A: Here is a solution different from the one given on the page @joriki links to. Call $c_n$ the probability that no two consecutive consonants appeared during the $n$ first throws and that the last throw produces a consonant. Call $b_n$ the probability that no two consecutive consonants appeared during the $n$ first throws and that the last throw did not produce a consonant. Thus one is looking for $p_n=c_n+b_n$.

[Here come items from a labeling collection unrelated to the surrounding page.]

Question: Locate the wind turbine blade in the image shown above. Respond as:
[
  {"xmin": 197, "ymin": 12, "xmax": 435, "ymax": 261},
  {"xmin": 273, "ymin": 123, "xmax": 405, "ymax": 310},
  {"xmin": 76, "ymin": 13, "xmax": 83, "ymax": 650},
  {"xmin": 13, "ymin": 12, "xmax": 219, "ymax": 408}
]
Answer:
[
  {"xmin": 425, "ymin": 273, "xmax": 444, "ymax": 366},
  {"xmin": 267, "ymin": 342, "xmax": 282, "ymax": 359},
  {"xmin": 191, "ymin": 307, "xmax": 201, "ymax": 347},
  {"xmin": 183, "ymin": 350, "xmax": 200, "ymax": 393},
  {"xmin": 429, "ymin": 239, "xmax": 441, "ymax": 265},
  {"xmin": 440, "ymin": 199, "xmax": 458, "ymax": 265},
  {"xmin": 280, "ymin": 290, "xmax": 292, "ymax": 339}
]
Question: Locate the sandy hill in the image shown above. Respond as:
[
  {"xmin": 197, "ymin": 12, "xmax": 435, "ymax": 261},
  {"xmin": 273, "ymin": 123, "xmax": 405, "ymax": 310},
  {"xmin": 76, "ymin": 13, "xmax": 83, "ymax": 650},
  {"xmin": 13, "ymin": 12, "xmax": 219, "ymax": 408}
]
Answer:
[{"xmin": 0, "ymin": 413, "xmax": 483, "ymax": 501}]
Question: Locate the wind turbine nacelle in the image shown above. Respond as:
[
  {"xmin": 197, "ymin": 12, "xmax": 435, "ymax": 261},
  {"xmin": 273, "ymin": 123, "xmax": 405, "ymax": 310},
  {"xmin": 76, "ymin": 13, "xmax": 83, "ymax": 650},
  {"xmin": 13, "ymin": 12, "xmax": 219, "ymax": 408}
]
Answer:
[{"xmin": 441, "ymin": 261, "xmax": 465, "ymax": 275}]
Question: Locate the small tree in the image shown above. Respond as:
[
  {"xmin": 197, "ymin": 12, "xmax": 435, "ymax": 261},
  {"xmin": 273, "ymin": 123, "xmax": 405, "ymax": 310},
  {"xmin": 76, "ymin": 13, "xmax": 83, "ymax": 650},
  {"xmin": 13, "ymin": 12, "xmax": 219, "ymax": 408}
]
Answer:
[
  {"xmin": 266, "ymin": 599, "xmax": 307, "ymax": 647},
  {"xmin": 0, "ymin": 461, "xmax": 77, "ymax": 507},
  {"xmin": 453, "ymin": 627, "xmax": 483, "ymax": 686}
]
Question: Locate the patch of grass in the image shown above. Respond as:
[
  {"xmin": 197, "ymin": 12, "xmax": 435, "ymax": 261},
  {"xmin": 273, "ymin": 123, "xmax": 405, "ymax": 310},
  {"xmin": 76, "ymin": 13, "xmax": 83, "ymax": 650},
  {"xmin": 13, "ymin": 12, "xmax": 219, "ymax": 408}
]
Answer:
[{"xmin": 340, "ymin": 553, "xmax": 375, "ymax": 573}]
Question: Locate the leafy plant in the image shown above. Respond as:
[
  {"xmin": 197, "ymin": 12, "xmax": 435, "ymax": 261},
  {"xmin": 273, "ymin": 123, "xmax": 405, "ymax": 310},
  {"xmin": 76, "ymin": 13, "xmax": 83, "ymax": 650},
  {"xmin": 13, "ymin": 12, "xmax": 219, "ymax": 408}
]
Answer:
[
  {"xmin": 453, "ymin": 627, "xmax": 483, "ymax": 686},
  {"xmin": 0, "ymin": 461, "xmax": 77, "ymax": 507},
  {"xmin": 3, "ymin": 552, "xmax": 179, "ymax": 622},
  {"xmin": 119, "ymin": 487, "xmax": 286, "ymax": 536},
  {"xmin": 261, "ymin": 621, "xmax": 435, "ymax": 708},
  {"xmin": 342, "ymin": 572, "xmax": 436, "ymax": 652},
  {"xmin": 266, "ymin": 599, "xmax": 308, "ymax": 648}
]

For every $n\geqslant1$, $c_{n+1}=\frac23b_n$ (if the previous throw was a consonant, one cannot get a consonant now and if it was not, $\frac23$ is the probability to get a consonant now) and $b_{n+1}=\frac13b_n+\frac13c_n$ (if the present throw is not a consonant, one asks that two successive consonants were not produced before now). Furthermore $c_1=\frac23$ and $b_1=\frac13$. One asks for $p_n=3b_{n+1}$ and one knows that $9b_{n+2}=3b_{n+1}+3c_{n+1}=3b_{n+1}+2b_n$ for every $n\geqslant1$. The roots of the characteristic equation $9r^2-3r-2=0$ are $r_2=\frac23$ and $r_1=-\frac13$ hence $b_n=B_2r_2^n+B_1r_1^n$ for some $B_1$ and $B_2$. One can use $b_2=\frac13$ as second initial condition, this yields $B_2=\frac23$ and $B_1=\frac13$ hence $b_n=r_2^{n+1}-r_1^{n+1}$.
Finally, $p_n=3^{-n-1}\left(2^{n+2}-(-1)^{n}\right)$. (Sanity check: one can check that $p_0=p_1=1$, $p_2=\frac59$, and even with some courage that $p_3=\frac{11}{27}$, are the correct values.)